How Dada enables internal references

In my previous Dada blog post, I talked about how Dada enables composable sharing. Today I’m going to start diving into Dada’s permission system; permissions are Dada’s equivalent to Rust’s borrow checker.

Goal: richer, place-based permissions

Dada aims to exceed Rust’s capabilities by using place-based permissions. Dada lets you write functions and types that capture both a value and things borrowed from that value.

As a fun example, imagine you are writing some Rust code to process a comma-separated list, just looking for entries of length 5 or more:

let list: String = format!("...something big, with commas...");
let items: Vec<&str> = list
    .split(",")
    .map(|s| s.trim()) // strip whitespace
    .filter(|s| s.len() > 5)
    .collect();

One of the cool things about Rust is how this code looks a lot like some high-level language like Python or JavaScript, but in those languages the split call is going to be doing a lot of work, since it will have to allocate tons of small strings, copying out the data. But in Rust the &str values are just pointers into the original string and so split is very cheap. I love this.

On the other hand, suppose you want to package up some of those values, along with the backing string, and send them to another thread to be processed. You might think you can just make a struct like so…

struct Message {
    list: String,
    items: Vec<&str>,
    //         ----
    // goal is to hold a reference
    // to strings from list
}

…and then create the list and items and store them into it:

let list: String = format!("...something big, with commas...");
let items: Vec<&str> = /* as before */;
let message = Message { list, items };
//                      ----
//                        |
// This *moves* `list` into the struct.
// That in turn invalidates `items`, which 
// is borrowed from `list`, so there is no
// way to construct `Message`.

But as experienced Rustaceans know, this will not work. When you have borrowed data like an &str, that data cannot be moved. If you want to handle a case like this, you need to convert from &str into sending indices, owned strings, or some other solution. Argh!

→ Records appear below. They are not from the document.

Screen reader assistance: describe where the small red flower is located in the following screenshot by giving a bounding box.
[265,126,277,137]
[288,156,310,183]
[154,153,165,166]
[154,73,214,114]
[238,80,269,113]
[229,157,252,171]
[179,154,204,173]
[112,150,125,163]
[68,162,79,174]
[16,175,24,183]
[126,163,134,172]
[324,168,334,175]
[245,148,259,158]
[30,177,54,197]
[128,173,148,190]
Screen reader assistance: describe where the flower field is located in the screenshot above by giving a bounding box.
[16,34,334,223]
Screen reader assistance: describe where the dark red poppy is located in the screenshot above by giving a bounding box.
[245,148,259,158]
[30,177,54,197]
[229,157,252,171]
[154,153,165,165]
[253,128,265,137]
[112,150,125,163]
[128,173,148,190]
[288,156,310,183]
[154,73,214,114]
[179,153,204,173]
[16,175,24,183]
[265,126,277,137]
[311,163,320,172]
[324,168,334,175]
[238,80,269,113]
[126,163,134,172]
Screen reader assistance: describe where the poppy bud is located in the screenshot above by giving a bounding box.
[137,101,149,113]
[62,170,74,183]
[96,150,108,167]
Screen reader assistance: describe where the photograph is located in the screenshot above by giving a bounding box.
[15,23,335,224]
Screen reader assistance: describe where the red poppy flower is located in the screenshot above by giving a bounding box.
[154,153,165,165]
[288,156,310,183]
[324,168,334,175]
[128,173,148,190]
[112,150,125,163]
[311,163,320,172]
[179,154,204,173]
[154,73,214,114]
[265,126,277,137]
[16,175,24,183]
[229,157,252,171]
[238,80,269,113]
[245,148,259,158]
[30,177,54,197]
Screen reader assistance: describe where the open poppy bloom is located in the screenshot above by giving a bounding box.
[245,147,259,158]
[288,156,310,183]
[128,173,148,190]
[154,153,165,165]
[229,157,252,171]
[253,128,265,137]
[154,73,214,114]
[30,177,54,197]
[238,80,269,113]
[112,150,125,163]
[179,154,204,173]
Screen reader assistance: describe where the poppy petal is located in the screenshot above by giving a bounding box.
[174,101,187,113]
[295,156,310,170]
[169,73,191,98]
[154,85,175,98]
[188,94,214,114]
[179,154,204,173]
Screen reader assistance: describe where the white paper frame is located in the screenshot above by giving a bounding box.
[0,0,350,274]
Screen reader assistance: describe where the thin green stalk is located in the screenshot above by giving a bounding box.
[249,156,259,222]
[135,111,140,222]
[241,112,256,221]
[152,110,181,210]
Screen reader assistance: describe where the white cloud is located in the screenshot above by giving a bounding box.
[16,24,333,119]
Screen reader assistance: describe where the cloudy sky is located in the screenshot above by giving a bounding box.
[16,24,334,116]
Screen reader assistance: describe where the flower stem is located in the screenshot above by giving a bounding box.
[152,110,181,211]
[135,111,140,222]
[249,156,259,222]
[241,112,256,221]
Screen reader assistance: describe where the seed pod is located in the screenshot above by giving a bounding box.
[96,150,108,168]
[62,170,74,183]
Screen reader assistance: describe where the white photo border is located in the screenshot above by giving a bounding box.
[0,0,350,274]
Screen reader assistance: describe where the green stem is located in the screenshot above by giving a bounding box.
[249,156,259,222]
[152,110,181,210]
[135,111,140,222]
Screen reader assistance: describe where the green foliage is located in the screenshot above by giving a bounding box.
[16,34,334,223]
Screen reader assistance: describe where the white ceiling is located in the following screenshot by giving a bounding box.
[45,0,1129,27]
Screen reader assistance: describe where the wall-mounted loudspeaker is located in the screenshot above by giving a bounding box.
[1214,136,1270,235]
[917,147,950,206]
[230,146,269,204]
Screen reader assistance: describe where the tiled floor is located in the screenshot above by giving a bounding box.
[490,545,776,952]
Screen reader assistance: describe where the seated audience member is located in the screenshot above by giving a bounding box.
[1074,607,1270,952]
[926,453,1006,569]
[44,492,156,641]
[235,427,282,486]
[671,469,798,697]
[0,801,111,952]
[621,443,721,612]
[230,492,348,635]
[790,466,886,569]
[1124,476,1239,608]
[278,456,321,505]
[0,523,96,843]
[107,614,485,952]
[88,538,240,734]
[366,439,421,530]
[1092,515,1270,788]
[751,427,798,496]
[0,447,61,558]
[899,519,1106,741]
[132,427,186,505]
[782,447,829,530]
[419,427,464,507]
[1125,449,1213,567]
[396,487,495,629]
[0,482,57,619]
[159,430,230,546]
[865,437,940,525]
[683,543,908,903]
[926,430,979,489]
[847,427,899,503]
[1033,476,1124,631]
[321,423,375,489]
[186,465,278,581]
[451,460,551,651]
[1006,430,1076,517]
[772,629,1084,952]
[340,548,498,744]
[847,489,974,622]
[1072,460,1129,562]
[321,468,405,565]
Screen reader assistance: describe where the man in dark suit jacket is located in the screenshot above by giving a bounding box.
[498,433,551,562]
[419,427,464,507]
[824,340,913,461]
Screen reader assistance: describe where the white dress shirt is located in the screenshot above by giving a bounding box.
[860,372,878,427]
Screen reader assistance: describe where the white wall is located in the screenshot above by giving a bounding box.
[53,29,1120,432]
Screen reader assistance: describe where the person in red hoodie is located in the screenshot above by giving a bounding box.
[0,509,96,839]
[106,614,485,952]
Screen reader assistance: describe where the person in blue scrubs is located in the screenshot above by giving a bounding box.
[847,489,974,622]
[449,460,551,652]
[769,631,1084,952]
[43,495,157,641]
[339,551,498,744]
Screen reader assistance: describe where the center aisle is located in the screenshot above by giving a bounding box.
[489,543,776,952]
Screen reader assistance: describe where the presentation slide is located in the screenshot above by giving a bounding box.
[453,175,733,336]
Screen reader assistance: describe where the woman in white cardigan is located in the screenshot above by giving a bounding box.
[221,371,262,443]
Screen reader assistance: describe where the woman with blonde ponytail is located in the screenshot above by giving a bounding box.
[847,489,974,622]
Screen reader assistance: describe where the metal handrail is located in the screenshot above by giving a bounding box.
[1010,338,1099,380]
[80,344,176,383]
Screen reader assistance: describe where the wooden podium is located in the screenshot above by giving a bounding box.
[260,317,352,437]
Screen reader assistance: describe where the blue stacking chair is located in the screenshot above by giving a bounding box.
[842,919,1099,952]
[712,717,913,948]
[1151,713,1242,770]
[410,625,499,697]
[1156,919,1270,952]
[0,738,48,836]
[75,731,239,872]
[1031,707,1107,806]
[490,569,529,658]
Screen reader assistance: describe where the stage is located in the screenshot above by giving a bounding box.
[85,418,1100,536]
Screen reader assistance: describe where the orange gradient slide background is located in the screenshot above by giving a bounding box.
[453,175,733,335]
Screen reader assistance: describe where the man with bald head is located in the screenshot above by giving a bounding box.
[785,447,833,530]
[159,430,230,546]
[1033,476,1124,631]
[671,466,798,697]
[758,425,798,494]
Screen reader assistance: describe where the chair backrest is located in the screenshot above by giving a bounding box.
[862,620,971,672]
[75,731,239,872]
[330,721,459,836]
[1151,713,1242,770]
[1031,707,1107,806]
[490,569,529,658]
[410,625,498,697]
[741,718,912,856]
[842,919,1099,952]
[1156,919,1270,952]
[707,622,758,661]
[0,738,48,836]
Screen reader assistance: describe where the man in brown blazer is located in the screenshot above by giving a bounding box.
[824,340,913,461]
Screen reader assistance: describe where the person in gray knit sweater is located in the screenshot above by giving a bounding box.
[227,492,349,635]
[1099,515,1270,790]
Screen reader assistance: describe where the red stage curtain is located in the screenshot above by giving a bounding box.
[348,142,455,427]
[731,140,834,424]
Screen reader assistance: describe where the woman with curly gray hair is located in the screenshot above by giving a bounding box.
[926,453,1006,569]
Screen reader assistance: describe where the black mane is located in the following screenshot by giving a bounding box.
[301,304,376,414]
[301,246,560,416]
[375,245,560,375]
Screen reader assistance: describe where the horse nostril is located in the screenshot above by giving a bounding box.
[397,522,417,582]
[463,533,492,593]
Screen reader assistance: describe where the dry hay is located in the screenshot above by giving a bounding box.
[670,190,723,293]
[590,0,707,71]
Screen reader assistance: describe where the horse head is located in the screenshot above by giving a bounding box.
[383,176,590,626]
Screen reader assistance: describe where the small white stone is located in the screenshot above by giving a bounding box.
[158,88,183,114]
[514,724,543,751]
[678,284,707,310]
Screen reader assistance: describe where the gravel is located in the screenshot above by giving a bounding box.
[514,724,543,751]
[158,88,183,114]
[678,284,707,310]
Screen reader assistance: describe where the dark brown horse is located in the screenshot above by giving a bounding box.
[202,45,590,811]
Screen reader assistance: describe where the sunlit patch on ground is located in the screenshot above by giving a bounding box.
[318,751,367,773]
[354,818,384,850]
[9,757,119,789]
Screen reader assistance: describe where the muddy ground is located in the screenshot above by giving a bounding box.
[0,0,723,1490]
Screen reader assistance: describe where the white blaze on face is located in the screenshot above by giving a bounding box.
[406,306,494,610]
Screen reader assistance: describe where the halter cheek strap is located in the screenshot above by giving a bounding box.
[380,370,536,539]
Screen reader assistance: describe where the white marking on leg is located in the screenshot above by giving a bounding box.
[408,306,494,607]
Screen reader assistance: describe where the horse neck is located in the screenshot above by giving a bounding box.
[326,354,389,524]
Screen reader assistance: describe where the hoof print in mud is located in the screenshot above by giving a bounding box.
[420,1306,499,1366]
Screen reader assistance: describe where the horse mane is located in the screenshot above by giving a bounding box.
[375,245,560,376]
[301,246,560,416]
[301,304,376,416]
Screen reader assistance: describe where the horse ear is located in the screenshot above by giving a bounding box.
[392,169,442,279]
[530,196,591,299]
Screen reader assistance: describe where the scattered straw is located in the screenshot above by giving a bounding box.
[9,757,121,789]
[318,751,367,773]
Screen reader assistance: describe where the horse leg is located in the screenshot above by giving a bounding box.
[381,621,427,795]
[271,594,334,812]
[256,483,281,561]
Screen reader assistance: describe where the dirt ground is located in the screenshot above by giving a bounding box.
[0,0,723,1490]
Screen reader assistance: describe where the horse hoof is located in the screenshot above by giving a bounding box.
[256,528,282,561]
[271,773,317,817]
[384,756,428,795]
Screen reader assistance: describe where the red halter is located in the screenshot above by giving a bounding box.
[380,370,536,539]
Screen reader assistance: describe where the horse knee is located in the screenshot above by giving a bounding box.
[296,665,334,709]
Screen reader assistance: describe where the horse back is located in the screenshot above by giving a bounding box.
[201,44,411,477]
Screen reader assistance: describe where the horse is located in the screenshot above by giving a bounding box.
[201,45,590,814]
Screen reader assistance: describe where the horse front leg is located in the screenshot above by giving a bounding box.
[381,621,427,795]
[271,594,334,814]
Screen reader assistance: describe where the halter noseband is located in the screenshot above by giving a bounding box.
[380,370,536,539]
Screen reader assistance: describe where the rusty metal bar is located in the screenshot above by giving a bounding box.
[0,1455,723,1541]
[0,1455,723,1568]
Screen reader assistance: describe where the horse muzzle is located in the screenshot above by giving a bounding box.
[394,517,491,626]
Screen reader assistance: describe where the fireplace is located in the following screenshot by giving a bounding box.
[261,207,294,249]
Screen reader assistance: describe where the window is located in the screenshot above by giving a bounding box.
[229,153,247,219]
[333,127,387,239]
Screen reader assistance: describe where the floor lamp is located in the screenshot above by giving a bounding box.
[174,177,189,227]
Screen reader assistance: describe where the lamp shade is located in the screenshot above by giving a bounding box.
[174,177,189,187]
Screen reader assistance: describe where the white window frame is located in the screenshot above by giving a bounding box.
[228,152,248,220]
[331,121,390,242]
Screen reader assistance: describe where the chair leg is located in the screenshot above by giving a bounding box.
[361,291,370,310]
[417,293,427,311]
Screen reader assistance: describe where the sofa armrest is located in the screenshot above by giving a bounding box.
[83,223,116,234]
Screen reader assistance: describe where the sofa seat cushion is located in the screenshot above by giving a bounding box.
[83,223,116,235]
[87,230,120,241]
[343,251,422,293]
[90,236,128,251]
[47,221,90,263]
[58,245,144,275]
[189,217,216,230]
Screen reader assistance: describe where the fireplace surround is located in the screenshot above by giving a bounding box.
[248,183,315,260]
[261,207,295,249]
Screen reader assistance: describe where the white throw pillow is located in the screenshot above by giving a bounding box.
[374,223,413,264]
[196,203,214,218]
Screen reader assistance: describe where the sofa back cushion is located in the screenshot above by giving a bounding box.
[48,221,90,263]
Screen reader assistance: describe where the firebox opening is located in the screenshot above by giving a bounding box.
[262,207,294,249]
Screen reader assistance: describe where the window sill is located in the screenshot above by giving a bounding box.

Dada’s permissions use places, not lifetimes

Dada does things a bit differently. The first thing is that, when you create a reference, the resulting type names the place that the data was borrowed from, not the lifetime of the reference. So the type annotation for items would say ref[list] String¹ (at least, if you wanted to write out the full details rather than leaving it to the type inferencer):

let list: given String = "...something big, with commas..."
let items: given Vec[ref[list] String] = list
    .split(",")
    .map(_.trim()) // strip whitespace
    .filter(_.len() > 5)
    //      ------- I *think* this is the syntax I want for closures?
    //              I forget what I had in mind, it's not implemented.
    .collect()

I’ve blogged before about how I would like to redefine lifetimes in Rust to be places as I feel that a type like ref[list] String is much easier to teach and explain: instead of having to explain that a lifetime references some part of the code, or what have you, you can say that “this is a String that references the variable list”.

But what’s also cool is that named places open the door to more flexible borrows. In Dada, if you wanted to package up the list and the items, you could build a Message type like so:

class Message(
    list: String
    items: Vec[ref[self.list] String]
    //             ---------
    //   Borrowed from another field!
)

// As before:
let list: String = "...something big, with commas..."
let items: Vec[ref[list] String] = list
    .split(",")
    .map(_.strip()) // strip whitespace
    .filter(_.len() > 5)
    .collect()

// Create the message, this is the fun part!
let message = Message(list.give, items.give)

Note that last line – Message(list.give, items.give). We can create a new class and move list into it along with items, which borrows from list. Neat, right?

OK, so let’s back up and talk about how this all works.

References in Dada are the default

Let’s start with syntax. Before we tackle the Message example, I want to go back to the Character example from previous posts, because it’s a bit easier for explanatory purposes. Here is some Rust code that declares a struct Character, creates an owned copy of it, and then gets a few references into it.

struct Character {
    name: String,
    class: String,
    hp: u32,
}

let ch: Character = Character {
    name: format!("Ferris"),
    class: format!("Rustacean"),
    hp: 22
};

let p: &Character = &ch;
let q: &String = &p.name;

The Dada equivalent to this code is as follows:

class Character(
    name: String,
    klass: String,
    hp: u32,
)

let ch: Character = Character("Tzara", "Dadaist", 22)
let p: ref[ch] Character = ch
let q: ref[p] String = p.name

The first thing to note is that, in Dada, the default when you name a variable or a place is to create a reference. So let p = ch doesn’t move ch, as it would in Rust, it creates a reference to the Character stored in ch. You could also explicitly write let p = ch.ref, but that is not preferred. Similarly, let q = p.name creates a reference to the value in the field name. (If you wanted to move the character, you would write let ch2 = ch.give, not let ch2 = ch as in Rust.)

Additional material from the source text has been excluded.